Cost accounting is a method of accounting that focuses purely on a business’s costs – both fixed and variable. Using the cost accounting method, companies track all of their costs and allocate them to individual processes or units of production, allowing managers to better understand the economics of their business’s activities.
Cost accounting is especially important for businesses that manufacture and sell at scale and/or have diverse product lines, as these companies have many costs associated with manufacturing, packaging, and distributing their goods. For these types of businesses, accounting for costs is critical to accurately calculating profit margins, as well as budgeting, forecasting and identifying efficiencies.

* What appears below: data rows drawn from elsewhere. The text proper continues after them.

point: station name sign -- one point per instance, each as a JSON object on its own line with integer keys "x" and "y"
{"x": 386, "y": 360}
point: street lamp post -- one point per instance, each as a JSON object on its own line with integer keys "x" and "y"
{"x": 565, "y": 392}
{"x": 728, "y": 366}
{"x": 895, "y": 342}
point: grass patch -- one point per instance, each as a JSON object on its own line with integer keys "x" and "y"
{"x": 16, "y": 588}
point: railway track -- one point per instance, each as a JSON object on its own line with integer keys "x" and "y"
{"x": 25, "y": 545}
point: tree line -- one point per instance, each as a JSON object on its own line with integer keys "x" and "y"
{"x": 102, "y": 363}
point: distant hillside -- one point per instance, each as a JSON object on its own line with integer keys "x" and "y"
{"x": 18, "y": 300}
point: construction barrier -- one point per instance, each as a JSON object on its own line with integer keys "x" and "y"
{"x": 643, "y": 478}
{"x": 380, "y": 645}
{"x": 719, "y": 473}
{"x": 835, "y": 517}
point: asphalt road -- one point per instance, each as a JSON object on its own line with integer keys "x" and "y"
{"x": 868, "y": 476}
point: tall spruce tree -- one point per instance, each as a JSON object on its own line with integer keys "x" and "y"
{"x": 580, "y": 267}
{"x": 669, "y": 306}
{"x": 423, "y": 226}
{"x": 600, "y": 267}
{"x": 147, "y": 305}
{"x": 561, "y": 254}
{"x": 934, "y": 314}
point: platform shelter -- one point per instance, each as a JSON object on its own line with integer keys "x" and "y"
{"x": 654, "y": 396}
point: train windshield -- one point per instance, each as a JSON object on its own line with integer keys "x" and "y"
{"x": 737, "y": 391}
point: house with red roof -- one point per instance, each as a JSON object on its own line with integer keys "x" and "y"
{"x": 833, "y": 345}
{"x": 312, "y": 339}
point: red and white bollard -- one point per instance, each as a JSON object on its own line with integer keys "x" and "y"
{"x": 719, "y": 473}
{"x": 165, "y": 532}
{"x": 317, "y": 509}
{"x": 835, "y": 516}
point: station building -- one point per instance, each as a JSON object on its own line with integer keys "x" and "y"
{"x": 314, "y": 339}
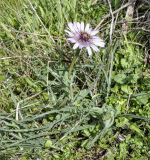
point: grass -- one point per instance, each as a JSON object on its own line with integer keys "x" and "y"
{"x": 97, "y": 108}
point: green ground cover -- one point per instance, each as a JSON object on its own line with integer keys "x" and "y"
{"x": 99, "y": 110}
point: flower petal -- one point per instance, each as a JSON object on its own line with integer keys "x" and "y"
{"x": 70, "y": 34}
{"x": 78, "y": 26}
{"x": 82, "y": 26}
{"x": 76, "y": 46}
{"x": 87, "y": 27}
{"x": 71, "y": 27}
{"x": 95, "y": 48}
{"x": 72, "y": 40}
{"x": 94, "y": 32}
{"x": 89, "y": 51}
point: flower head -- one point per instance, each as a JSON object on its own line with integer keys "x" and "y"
{"x": 84, "y": 37}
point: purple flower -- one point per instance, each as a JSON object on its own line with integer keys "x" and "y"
{"x": 84, "y": 37}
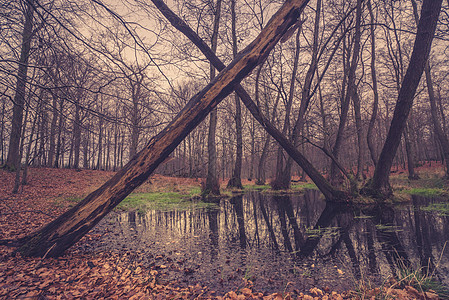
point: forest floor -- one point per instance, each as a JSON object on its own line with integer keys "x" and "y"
{"x": 101, "y": 275}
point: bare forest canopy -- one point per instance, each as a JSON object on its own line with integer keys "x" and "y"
{"x": 352, "y": 87}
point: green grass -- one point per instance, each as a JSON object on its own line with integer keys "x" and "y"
{"x": 423, "y": 282}
{"x": 257, "y": 187}
{"x": 304, "y": 186}
{"x": 442, "y": 208}
{"x": 163, "y": 201}
{"x": 425, "y": 192}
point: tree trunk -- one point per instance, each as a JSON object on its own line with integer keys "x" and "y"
{"x": 236, "y": 179}
{"x": 372, "y": 122}
{"x": 442, "y": 138}
{"x": 359, "y": 129}
{"x": 19, "y": 97}
{"x": 336, "y": 175}
{"x": 330, "y": 193}
{"x": 60, "y": 125}
{"x": 283, "y": 174}
{"x": 212, "y": 182}
{"x": 412, "y": 175}
{"x": 379, "y": 186}
{"x": 57, "y": 236}
{"x": 77, "y": 132}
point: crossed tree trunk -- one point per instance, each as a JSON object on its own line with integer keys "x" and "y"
{"x": 53, "y": 239}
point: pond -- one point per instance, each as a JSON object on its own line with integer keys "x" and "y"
{"x": 282, "y": 242}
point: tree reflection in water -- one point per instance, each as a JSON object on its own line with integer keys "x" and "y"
{"x": 276, "y": 239}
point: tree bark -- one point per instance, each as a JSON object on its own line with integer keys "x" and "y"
{"x": 19, "y": 97}
{"x": 212, "y": 182}
{"x": 442, "y": 137}
{"x": 372, "y": 122}
{"x": 330, "y": 193}
{"x": 336, "y": 176}
{"x": 236, "y": 179}
{"x": 379, "y": 186}
{"x": 67, "y": 229}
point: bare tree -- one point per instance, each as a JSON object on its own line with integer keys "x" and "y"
{"x": 379, "y": 186}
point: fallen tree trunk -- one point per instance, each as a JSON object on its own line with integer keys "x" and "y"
{"x": 330, "y": 193}
{"x": 54, "y": 238}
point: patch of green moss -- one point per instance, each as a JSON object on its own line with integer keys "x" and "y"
{"x": 163, "y": 201}
{"x": 442, "y": 208}
{"x": 425, "y": 192}
{"x": 257, "y": 187}
{"x": 304, "y": 186}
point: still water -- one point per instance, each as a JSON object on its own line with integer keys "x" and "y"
{"x": 282, "y": 243}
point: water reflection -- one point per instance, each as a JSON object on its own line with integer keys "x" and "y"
{"x": 274, "y": 240}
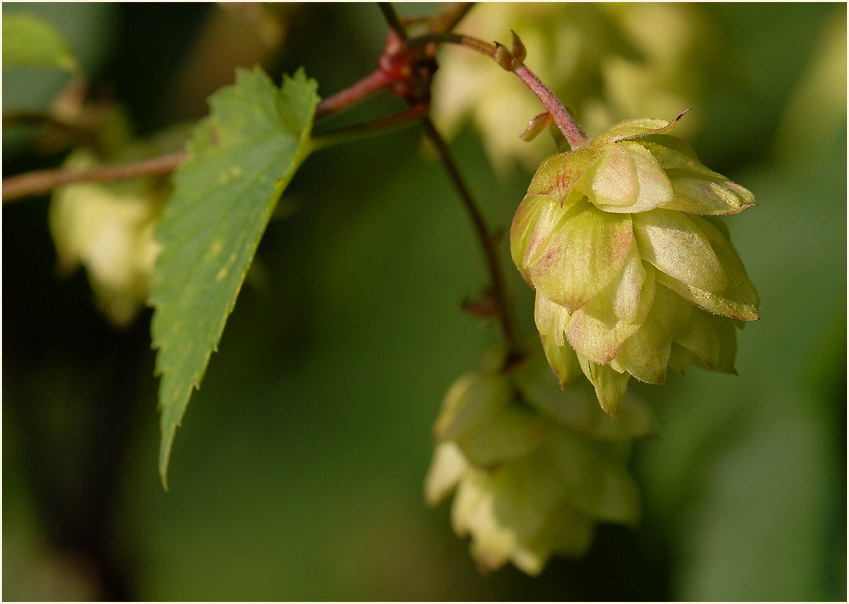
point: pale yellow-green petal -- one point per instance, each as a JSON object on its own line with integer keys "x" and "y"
{"x": 739, "y": 300}
{"x": 557, "y": 174}
{"x": 612, "y": 181}
{"x": 598, "y": 482}
{"x": 609, "y": 385}
{"x": 551, "y": 319}
{"x": 446, "y": 469}
{"x": 524, "y": 221}
{"x": 597, "y": 330}
{"x": 583, "y": 254}
{"x": 635, "y": 129}
{"x": 652, "y": 183}
{"x": 676, "y": 246}
{"x": 645, "y": 355}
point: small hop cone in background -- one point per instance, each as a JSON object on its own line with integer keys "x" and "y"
{"x": 534, "y": 468}
{"x": 632, "y": 265}
{"x": 108, "y": 228}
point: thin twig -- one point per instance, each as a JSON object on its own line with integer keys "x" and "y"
{"x": 486, "y": 241}
{"x": 448, "y": 19}
{"x": 43, "y": 181}
{"x": 373, "y": 127}
{"x": 392, "y": 19}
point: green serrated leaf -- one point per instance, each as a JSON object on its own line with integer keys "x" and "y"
{"x": 32, "y": 42}
{"x": 243, "y": 156}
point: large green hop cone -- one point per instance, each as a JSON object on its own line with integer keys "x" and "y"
{"x": 632, "y": 265}
{"x": 535, "y": 468}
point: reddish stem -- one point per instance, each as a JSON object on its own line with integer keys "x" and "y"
{"x": 571, "y": 130}
{"x": 369, "y": 85}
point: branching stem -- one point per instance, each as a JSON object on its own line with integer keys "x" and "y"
{"x": 485, "y": 239}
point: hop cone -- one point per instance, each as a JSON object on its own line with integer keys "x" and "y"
{"x": 534, "y": 468}
{"x": 632, "y": 265}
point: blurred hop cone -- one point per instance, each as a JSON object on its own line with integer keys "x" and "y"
{"x": 534, "y": 467}
{"x": 632, "y": 266}
{"x": 108, "y": 229}
{"x": 607, "y": 62}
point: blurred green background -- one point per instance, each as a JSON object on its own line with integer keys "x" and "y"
{"x": 297, "y": 474}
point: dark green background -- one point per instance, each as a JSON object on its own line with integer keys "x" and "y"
{"x": 297, "y": 474}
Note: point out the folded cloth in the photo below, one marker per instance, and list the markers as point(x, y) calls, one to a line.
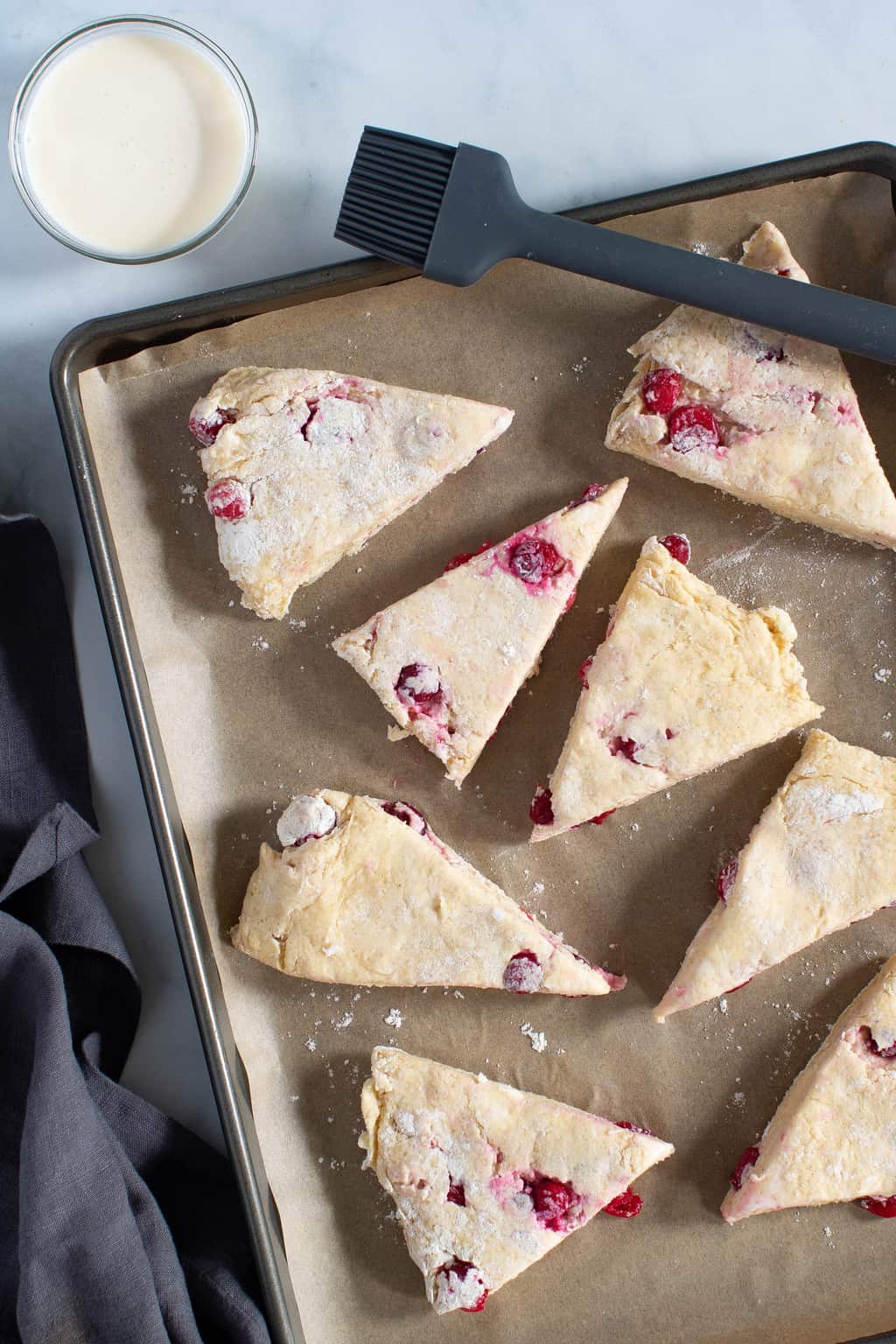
point(116, 1223)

More than other types of accounting, cost accounting gives companies a comprehensive view of their costs. Cost accounting tracks all of a company’s costs associated with its offerings and allocates them to specific products or activities. Whereas in financial accounting, costs appear as just one- or two-line items on a budget, cost accounting lets businesses break expenses down to see exactly what is driving costs. This can provide better insights into what the company can do to cut costs and increase profits.
After all, there are only two ways for companies to make more money: They can either increase sales (which is largely beyond their control), or they can cut costs (which they have greater control over).
What are the benefits of cost accounting?
Not only can you understand the total costs involved to produce your products, but it can be easier to spot instances of overcharging by vendors. Additionally, your company may be able to find efficiencies that allow you to save money.
Some of the benefits of cost accounting include the following:
Cost allocation: Managers can allocate costs by product line and per unit of production or hour of labor.
Profit drivers: Cost accounting helps business owners gain a deeper understanding of their profit margin and what drives it.
Budgeting and forecasting: Calculating costs for individual activities helps senior managers plan for future spending and forecast their finances into the future.
Cost savings: Using cost accounting, businesses may be able to identify new efficiencies to help save money.
Quicker decisions: Cost accounting can help managers respond quickly to changes in the market, such as when the cost of raw materials increases.
Additionally, cost accounting can also help business owners make sure they capture all of their tax-deductible expenses.